L’obiettivo è duplice: trattare con un prodotto che inibisce lo sviluppo delle larve nelle raccolte d’acqua non eliminabili (tombini e simili) e rimuovere, o mettere in sicurezza, tutte le altre possibili fonti di sviluppo larvale.

Durante il sopralluogo, verrà inoltre consegnato un campione di prodotto larvicida per tombini ad uso domestico, affinché i residenti possano proseguire autonomamente con i trattamenti periodici necessari. Un secondo ciclo di interventi porta a porta è previsto per il mese di agosto, con un’attenzione particolare ai cortili dove nel passaggio di giugno erano stati censiti tombini e/o altri focolai larvali.
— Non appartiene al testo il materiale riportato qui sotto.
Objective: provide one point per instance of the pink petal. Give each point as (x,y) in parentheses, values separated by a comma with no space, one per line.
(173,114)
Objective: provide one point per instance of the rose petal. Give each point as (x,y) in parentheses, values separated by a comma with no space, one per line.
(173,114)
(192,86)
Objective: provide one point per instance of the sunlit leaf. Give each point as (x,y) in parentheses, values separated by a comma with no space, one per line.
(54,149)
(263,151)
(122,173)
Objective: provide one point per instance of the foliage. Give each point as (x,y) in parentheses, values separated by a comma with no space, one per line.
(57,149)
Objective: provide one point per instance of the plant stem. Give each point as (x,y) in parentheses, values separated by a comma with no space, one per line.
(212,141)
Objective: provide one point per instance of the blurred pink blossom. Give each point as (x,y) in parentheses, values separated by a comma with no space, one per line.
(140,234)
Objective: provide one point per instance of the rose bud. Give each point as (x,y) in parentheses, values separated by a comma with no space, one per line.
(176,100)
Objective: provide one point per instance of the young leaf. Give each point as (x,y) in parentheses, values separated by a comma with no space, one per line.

Il piano di interventi proseguirà durante l’estate, con la collaborazione delle GEV

Per tutta l’estate, le GEV continueranno a svolgere un ruolo attivo nell’azione di sensibilizzazione, informazione e supporto al controllo dei focolai larvali, con l’obiettivo di contrastare costantemente la zanzara tigre e migliorare la vivibilità degli spazi privati e dell’intero quartiere.

Si rammenta che per tutto il territorio comunale, urbano ed extraurbano, a partire dal 1° maggio di ogni anno, sono in vigore ordinanze che dispongono precise azioni di contrasto alle zanzare che i cittadini e le imprese devono seguire.

Le disposizioni sono valide in tutto il territorio comunale, indipendentemente dagli interventi straordinari nelle aree alluvionate, e rappresentano un impegno costante e diffuso per la prevenzione.